Tutto qui?», sbottò, infastidito.
Molly
alzò il capo, guardandolo con finta aria sorpresa.
«Come, scusa?».
«Sei
arrabbiata con me».
«No,
ti sbagli».
«No,
non mi sbaglio».
Molly
lasciò cadere la forchetta nel piatto ed incrociò
le braccia al petto,
guardandolo negli occhi con aria di sfida.
«Ti sto imitando, Sherlock».
Il
detective sbatté rapidamente le palpebre, cercando di
focalizzare il punto che
evidentemente si era perso.
«Tu mi stai cosa?».
«Non
hai limiti, non ti interessi delle opinioni degli altri e soprattutto
hai
sempre in mente mossa e contromossa», gli spiegò,
contando sulle dita di una
mano. «Io ti sto imitando, Sherlock, perché la mia
mossa ora è quella di
chiederti il motivo per cui sei qui da ieri sera, la tua è
il silenzio, o la
menzogna, e la mia contromossa è quella di andarmene senza
farti alcuna domanda».
Si
alzò facendo strisciare rumorosamente i piedini della sedia
sul pavimento e
lasciò Sherlock da solo in cucina, di fronte al suo piatto
di pasta mezzo
pieno.
Poco
dopo il detective la sentì tornare e si alzò,
chiedendosi se avesse cambiato
idea, ma ciò che vide fu il triste epilogo della loro
discussione: si era
cambiata, quindi voleva uscire.
Molly
si diresse spedita verso l’attaccapanni e si
infilò il cappotto. Mentre si
sistemava la sciarpa intorno al collo, Sherlock le chiese dove volesse
andare
da sola a quell’ora.
«Non
è affar tuo», rispose concisa e una volta
afferrata la borsa uscì
dall’appartamento, sbattendosi rumorosamente la porta alle
spalle.
***
Molly
sapeva benissimo di essere stata dura con lui, forse un po’
troppo, tanto da
risultare patetica, ma non aveva visto altre alternative. E poi era
davvero
arrabbiata con lui. Non come quando John l’aveva portato al
Bart’s ed
analizzando un campione delle sue urine lo aveva trovato ben
poco pulito, ma quasi.
Il
suo recente comportamento le era incomprensibile e lui, come sempre,
non
sembrava minimamente intenzionato a dare spiegazioni.
“Spiegazione”
era un’altra parola dal significato contorto stando al
dizionario di Sherlock:
non aveva una definizione vera e propria, era più che altro
un sinonimo di
“perdita di tempo”, “scarso utilizzo
delle capacità intellettive” e
“inutilità”.
Sherlock
doveva imparare ad essere chiaro con lei, a chiedere ciò di
cui aveva bisogno
senza pretendere che lei lo capisse leggendogli la mente.
Perché era vero, a
volte non c’era bisogno che lui parlasse perché
lei afferrasse ogni suo più
piccolo pensiero, ma… a volte.
Sherlock
si era in qualche modo abituato a quelle volte e quando gli faceva
comodo –
quando non lo trovava fastidioso – ci faceva pieno
affidamento, senza rendersi
conto di chiederle l’impossibile.
Di
fronte ad un bicchiere aveva pensato molto a cosa fare una volta
tornata a casa
– sempre se Sherlock fosse stato ancora là
– ma lei non era affatto tagliata
per la pianificazione di mosse e contromosse.
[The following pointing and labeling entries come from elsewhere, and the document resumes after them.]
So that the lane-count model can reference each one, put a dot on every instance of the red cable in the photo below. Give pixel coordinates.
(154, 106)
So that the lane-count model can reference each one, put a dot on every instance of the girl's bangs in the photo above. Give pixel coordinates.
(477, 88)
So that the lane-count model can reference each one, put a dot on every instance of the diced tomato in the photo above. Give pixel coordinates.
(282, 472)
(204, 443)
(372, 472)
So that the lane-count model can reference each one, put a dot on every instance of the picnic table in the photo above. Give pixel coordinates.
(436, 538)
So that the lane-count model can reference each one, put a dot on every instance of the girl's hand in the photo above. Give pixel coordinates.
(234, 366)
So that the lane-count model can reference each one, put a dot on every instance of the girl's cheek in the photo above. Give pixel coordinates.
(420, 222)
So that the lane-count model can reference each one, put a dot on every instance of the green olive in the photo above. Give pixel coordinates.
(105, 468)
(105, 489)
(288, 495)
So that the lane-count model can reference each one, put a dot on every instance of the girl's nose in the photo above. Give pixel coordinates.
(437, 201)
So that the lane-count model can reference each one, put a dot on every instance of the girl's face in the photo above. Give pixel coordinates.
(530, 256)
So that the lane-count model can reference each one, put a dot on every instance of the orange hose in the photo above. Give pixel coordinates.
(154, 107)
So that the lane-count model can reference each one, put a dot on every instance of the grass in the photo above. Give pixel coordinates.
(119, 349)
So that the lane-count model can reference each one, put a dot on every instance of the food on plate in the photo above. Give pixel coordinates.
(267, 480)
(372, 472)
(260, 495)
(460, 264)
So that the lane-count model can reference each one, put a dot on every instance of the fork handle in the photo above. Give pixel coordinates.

Lei era emotiva,
sensibile, e la
maggior parte del tempo agiva d’istinto, seguendo
ciò che le diceva il cuore.
Quindi aveva deciso di essere se stessa: sarebbe successo quello che
sarebbe
successo e il sole sarebbe sorto comunque.
Girò
piano le chiavi nella toppa ed entrò
nell’appartamento di soppiatto, trovandolo
immerso nel buio e nel silenzio. Chiuse con due mandate e mise anche il
chiavistello, poi si spogliò e in punta di piedi si diresse
verso la sua
camera. Sporgendosi all’interno, scorse Sherlock steso sotto
le coperte, con le
braccia sotto al cuscino e i ricci ancora un po’ umidi che
gli ombreggiavano il
viso.
Molly
si lasciò andare ad un sospiro e senza far rumore socchiuse
la porta. Aveva
vinto lui, anche quella notte.
Andò
in cucina per prepararsi un tè e fu con sorpresa che
notò che Sherlock aveva
sparecchiato e aveva persino lavato i piatti. Sul tavolo inoltre
c’era un
bigliettino scritto di suo pugno.
Una
sola parola, un semplice «Scusa» che fu in grado di
farle affiorare un
minuscolo sorriso alle labbra.
«Questo
è giocare sporco, Sherlock Holmes».
Ma con lei come avversaria avrebbe vinto in qualsiasi modo, sempre.